Apple is researching how to bring its Apple Vision Pro physiognomy sensor technology to give iPads and iPhones the ability to detect stress in a user.
Back in the 1980s, if an original Mac went wrong, it would play the sound of a crash, and display Susan Kare's bomb icon. It was a piece of whimsy that you really, really, really did not appreciate when you'd just lost your work.
Decades on, Apple could be about to make a similarly enraging move, though this time with good intentions. Apple wants to add a new health feature, where a device such as an iPad can tell when you're having a bad day.

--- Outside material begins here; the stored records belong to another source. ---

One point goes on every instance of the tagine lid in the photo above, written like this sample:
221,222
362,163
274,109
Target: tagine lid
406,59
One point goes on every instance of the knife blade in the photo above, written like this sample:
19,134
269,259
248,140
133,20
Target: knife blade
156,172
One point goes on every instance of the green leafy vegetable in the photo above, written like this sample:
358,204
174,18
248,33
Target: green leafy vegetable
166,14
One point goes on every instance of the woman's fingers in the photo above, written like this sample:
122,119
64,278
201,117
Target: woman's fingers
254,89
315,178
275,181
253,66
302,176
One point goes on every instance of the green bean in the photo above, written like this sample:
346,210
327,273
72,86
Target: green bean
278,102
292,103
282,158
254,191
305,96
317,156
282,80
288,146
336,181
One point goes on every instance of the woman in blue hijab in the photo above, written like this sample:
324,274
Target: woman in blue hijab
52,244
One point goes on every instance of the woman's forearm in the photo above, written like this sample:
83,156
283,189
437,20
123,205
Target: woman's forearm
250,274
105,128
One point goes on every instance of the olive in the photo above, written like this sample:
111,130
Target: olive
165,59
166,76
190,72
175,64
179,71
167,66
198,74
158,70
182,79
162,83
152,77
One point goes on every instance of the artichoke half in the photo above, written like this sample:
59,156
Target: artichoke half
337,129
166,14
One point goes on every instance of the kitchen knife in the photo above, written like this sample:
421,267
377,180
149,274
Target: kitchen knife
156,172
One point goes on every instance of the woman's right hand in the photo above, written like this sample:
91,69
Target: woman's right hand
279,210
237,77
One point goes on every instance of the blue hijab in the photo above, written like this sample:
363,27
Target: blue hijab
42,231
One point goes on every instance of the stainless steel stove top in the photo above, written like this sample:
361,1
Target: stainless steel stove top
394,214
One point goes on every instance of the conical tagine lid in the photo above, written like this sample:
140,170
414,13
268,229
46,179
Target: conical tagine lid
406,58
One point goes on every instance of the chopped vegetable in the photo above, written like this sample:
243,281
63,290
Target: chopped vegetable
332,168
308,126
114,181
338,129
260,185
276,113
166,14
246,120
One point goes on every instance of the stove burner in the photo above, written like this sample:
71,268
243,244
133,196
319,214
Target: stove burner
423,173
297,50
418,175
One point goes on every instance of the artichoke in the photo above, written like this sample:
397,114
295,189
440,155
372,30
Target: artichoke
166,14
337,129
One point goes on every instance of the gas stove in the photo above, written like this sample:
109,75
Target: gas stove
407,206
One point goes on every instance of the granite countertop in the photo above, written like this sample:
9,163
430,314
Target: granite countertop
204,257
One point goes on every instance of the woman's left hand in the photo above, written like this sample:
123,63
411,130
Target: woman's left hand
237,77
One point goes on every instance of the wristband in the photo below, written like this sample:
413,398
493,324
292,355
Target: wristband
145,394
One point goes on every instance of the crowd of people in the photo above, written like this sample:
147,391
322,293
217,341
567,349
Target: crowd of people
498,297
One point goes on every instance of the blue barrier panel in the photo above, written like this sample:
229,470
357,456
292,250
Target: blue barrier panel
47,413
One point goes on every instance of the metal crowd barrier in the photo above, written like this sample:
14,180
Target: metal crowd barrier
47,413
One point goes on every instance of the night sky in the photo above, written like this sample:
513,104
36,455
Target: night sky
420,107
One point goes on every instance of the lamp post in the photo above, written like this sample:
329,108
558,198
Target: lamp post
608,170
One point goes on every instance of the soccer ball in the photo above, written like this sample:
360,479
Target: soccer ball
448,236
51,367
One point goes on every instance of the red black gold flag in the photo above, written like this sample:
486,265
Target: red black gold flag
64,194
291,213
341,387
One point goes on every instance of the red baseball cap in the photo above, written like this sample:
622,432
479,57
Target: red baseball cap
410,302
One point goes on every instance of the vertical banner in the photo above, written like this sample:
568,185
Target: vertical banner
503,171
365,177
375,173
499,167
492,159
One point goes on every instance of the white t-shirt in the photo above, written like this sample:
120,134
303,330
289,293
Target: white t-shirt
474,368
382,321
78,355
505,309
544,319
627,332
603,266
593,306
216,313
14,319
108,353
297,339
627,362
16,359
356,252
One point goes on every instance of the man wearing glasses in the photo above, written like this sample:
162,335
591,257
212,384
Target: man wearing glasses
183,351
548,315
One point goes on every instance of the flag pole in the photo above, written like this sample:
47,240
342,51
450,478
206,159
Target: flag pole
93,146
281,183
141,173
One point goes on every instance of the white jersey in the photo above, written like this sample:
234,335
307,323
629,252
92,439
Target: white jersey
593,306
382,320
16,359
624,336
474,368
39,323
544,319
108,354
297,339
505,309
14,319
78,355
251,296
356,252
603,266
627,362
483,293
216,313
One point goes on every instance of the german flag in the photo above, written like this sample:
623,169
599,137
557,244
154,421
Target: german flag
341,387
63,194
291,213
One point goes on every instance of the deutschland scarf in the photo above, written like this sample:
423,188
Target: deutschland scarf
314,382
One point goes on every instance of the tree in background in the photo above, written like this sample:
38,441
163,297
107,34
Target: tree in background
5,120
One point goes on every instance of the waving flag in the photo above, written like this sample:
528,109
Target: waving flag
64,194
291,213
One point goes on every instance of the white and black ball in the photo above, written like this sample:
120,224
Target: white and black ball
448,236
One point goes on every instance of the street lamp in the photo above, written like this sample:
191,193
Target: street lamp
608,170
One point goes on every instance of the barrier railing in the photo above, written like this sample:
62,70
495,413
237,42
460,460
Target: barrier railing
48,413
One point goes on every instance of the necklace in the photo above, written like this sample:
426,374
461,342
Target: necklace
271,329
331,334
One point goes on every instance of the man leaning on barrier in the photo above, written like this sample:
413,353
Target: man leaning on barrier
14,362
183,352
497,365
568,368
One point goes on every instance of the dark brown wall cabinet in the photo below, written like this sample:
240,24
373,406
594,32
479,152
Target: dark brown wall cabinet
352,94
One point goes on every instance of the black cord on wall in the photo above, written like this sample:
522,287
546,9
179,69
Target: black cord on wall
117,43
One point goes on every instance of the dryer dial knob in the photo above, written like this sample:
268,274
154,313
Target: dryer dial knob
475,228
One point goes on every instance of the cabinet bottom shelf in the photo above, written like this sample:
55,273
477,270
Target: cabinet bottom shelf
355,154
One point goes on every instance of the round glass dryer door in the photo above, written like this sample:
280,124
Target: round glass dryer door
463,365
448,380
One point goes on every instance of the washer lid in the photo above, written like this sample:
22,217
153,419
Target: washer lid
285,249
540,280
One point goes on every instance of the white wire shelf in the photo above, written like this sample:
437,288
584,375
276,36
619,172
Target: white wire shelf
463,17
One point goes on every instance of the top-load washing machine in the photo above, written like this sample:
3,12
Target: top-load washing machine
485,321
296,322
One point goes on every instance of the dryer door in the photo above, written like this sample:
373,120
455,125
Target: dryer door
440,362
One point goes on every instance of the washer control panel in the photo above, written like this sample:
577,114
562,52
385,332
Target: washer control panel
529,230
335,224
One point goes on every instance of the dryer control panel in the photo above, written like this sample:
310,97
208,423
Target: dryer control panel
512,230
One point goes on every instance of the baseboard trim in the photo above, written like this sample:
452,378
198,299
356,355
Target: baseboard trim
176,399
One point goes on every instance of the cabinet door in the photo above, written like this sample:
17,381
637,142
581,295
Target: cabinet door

A newly-revealed patent application, called just "Stress Detection," is chiefly concerned with how such stress could be determined. But it does make at least some references to what the devices could then do in response.
Apple proposes that devices could "improve a user experience by providing a notification based on an identified stress," which is not in any way going to be irritating. But the device could also provide relaxing content (e.g., meditation virtual content, relaxing music, etc.), which again would be a boon when you're on deadline.
To be clear, it isn't just iPads that might ultimately be smashed against walls. Apple's proposal is for just about any device. Sections of it referring to headsets and virtual environments, for instance, are similar to previous patents regarding the detection of Apple Vision Pro users' physiological state.
This new patent application reads as if it comes from what Apple has learned from making the Apple Vision Pro, such as just what sensors could be used to spot stress. Those include "electro-encephalography (EEG) amplitude, pupil modulation, eye gaze saccades, heart rate, [and] electrodermal activity/skin conductance."
Apple's "Stress Detection" patent application is credited to two inventors. Those include Grant H. Mulliken, who has also worked on attention detection for Apple.
8 Comments
I have found that telling my wife to calm down, often isn’t quite as effective as one would hope.
Apple may want to move this along to the implementation stage sooner rather than later. November is coming.
In the future it will be humans telling an enraged AI to calm down.
Or, instead fix iPadOS ;-)
Better check the Apple Care fine print when this comes out. Make sure it doesn't have a clause invalidating the service if the device is smashed within 30 seconds of a pop-up telling you to "relax already."